Animados pelo apóio dos franceses da Guanabara, os tupinambás, como os guaianazes, goitacazes, aimorés e tamoios assaltaram, por vezes, o Espírito Santo, no começo do governo de Mem de Sá.
Percorrendo depois a costa, esse Governador Geral propôs ao Rei fundar, neste trecho do litoral, outra cidade fortificada como a do Salvador; e, diante do abandono em que encontrou esta Capitania, sugeriu que o Rei a tomasse a fim de distribuir, depois, as terras por armadores...
Para agravar-lhe a decadência uma epidemia em 1559 matou tanta gente, em Vitória, que o adro da igreja, onde, segundo antigo costume, os Jesuítas chegaram a sepultar dez cadáveres por dia, já não comportava mais...
Nóbrega lamentava continuar a iniqüidade dos cristãos, que aconselhavam os índios a furtarem companheiros, para vendê-los escravizados. E previa que essa prática, muito fácil no Espírito Santo, considerada por isso a melhor capitania, provocaria novos morticínios, como sucedera com Jorge de Menezes e outros, durante a viagem do Fundador a Portugal. Nas primeiras escaramuças já haviam morrido alguns dos mais zelosos colonos. Relatava mais: quando era de temer um assalto de franceses ou dos tupiniquins de Porto Seguro, estes não mais amigos, viera encontrar aqui os portugueses, divididos em parcialidades... Como jesuíta, escrevia satisfeito, em 1560: "Esta Capitania se tem por a melhor coisa do Brasil, depois do Rio de Janeiro; nela temos uma Casa onde se faz fruto, com cristãos e com escravos e com uma geração de índios, que ali está, e que se chamam do Gato, que ali mandou vir Vasco Fernandes, do Rio de Janeiro"...
Teria sido, talvez, um dos últimos serviços prestados pelo donatário à Capitania: eram os temiminós que, guiados por Maracaiaguassú e Ararigboia, voltariam, e ajudariam Mem de Sá a reconquistar o Rio de Janeiro aos franceses.
No Espírito Santo, refere Nóbrega, Mem de Sá vira apenas "hua pouca de gente em grande perigo de serem comidos dos índios e tomados dos franceses". Todos queriam deixar a Capitania, que parecia abandonada pelo donatário. Prometeu-lhes o Governador providenciar, quando voltasse do Rio.
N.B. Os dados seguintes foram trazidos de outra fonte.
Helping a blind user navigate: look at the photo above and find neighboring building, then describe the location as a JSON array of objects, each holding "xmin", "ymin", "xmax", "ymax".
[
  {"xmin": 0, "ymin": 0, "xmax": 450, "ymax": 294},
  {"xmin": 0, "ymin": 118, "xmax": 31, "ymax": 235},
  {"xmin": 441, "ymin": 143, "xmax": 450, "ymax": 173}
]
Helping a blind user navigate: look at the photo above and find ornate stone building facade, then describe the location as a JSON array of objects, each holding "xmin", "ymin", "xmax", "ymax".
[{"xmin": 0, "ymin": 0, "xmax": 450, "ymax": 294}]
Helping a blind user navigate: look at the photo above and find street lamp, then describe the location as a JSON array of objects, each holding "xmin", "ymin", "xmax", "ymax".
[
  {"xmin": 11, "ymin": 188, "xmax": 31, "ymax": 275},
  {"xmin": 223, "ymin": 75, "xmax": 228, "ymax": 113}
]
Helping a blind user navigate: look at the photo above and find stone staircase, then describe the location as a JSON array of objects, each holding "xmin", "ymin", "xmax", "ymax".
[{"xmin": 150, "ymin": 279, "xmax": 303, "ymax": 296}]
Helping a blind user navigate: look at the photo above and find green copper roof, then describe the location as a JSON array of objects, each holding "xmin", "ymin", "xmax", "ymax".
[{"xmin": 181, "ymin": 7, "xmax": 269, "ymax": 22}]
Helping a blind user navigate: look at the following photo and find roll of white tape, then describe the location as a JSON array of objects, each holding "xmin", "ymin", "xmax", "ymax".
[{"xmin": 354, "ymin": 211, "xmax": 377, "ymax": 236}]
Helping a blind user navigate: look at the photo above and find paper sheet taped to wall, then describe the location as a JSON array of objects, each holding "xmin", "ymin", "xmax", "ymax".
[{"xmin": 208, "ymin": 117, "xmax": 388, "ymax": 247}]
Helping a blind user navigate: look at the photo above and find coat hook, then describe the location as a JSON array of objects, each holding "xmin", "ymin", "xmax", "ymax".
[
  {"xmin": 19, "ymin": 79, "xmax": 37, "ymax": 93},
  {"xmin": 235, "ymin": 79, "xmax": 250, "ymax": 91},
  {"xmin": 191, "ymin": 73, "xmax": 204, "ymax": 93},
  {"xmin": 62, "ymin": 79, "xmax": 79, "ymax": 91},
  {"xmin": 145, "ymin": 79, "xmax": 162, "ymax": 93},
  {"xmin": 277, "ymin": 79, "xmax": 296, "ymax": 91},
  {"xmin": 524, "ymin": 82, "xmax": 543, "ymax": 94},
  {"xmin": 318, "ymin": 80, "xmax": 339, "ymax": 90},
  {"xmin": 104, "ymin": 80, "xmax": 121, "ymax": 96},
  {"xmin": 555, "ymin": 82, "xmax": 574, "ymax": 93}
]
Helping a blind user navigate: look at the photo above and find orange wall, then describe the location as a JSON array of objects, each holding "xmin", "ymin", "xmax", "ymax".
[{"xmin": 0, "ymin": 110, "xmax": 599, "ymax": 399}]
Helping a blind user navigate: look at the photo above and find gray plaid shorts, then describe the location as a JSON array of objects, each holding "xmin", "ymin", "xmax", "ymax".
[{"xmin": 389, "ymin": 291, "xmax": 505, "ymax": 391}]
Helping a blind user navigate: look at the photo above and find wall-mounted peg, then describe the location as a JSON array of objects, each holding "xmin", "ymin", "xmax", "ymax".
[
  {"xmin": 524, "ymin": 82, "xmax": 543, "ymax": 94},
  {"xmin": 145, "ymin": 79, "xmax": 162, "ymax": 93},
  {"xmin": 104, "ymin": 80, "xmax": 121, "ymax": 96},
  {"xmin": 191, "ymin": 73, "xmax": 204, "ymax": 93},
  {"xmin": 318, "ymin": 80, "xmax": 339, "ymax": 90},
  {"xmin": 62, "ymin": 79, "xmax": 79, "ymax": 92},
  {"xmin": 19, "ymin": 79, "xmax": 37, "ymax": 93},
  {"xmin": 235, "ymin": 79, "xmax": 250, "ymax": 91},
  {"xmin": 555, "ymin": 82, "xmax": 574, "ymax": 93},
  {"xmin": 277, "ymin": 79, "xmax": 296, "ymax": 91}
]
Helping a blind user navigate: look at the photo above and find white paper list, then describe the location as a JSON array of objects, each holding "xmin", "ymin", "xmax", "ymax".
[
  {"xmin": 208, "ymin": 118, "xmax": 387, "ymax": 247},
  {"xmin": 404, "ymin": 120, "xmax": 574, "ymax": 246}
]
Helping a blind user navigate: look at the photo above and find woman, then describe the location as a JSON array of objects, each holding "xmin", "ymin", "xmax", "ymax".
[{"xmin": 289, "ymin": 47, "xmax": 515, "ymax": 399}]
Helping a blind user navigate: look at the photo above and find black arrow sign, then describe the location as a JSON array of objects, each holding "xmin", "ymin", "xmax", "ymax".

Efetivamente na volta, em agosto de 1560, à vista de uma procuração que o donatário, ausente, enviara ao Ouvidor, Mem de Sá aceitou-lhe a renúncia. De acordo com o povo, confiou o governo a Belchior de Azevedo, como Capitão, com os poderes e a jurisdição que o donatário exercera: firmou esse ato na "vila de N. S. da Vitória".
O novo Capitão, proprietário de largas culturas, fora, Provedor da Real Fazenda.
Coutinho ainda conseguiu rever a Capitania, onde poucos meses sobreviveu à renuncia. Em outubro de 1561 o mesmo Governador Geral já lhe regulava a sucessão definitiva, mandando que, reunidas em Câmara, os moradores elegessem ainda Belchior de Azeredo para servir de Capitão-mor; e que este só entregasse a capitania a um filho, de igual nome, do donatário.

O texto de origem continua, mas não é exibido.